Now when you use these eigenfunctions you are naturally led to representing various functions, first as a countable number and then as a non-countable number of them-namely, the Fourier series and the Fourier integral. Well, it is a theorem in the theory of Fourier integrals that the variability of the function multiplied by the variability of its transform exceeds a fixed constant, in one notation l/2pi. This says to me that in any linear, time invariant system you must find an uncertainty principle."

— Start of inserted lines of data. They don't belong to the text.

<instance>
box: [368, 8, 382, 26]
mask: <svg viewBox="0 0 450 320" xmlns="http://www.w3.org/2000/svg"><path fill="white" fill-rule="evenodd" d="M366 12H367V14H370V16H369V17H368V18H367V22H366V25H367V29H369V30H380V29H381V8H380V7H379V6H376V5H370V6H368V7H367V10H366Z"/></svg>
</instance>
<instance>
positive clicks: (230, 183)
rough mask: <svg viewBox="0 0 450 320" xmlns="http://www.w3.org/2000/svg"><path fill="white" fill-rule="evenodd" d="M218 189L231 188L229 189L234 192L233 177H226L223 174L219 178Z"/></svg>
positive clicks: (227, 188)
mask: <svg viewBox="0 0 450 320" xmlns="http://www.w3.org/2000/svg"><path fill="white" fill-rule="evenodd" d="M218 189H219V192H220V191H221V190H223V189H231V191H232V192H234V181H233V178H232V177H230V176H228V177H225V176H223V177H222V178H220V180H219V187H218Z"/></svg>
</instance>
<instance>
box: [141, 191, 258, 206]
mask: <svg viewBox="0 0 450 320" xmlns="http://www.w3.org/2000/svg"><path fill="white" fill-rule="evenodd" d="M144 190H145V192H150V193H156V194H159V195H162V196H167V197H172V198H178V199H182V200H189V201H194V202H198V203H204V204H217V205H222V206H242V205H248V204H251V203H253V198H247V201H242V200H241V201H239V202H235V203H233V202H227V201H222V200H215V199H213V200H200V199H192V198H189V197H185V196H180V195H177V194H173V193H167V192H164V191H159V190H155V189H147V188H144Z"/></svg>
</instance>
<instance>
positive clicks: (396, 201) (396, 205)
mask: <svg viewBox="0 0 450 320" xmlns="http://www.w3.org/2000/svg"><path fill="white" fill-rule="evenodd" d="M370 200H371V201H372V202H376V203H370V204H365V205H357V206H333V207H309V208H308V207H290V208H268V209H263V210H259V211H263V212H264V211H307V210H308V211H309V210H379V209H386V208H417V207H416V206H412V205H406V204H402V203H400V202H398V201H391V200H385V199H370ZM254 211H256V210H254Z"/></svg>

> We now have, in physics, two theories of great power and interest: the theory of quantum phenomena and the theory of relativity. [...] The two theories operate with different mathematical concepts -- the four dimensional Riemann space and the infinite dimensional Hilbert space. So far, the two theories could not be united, that is, no mathematical formulation exists to which both of these theories are approximations. All physicists believe that a union of the two theories is inherently possible and that we shall find it. Nevertheless, it is possible also to imagine that no union of the two theories can be found.

Yes! Perhaps there's a meta-law which says any Universe in which Consciousness exists can not be fully explained by one single mathematical formulation. After all, Math ultimately originates in the conscious Mind. Perhaps only a Universe that requires two or more distinct Mathematical models to explain it (for us, GR and QM) can host Consciousness within it.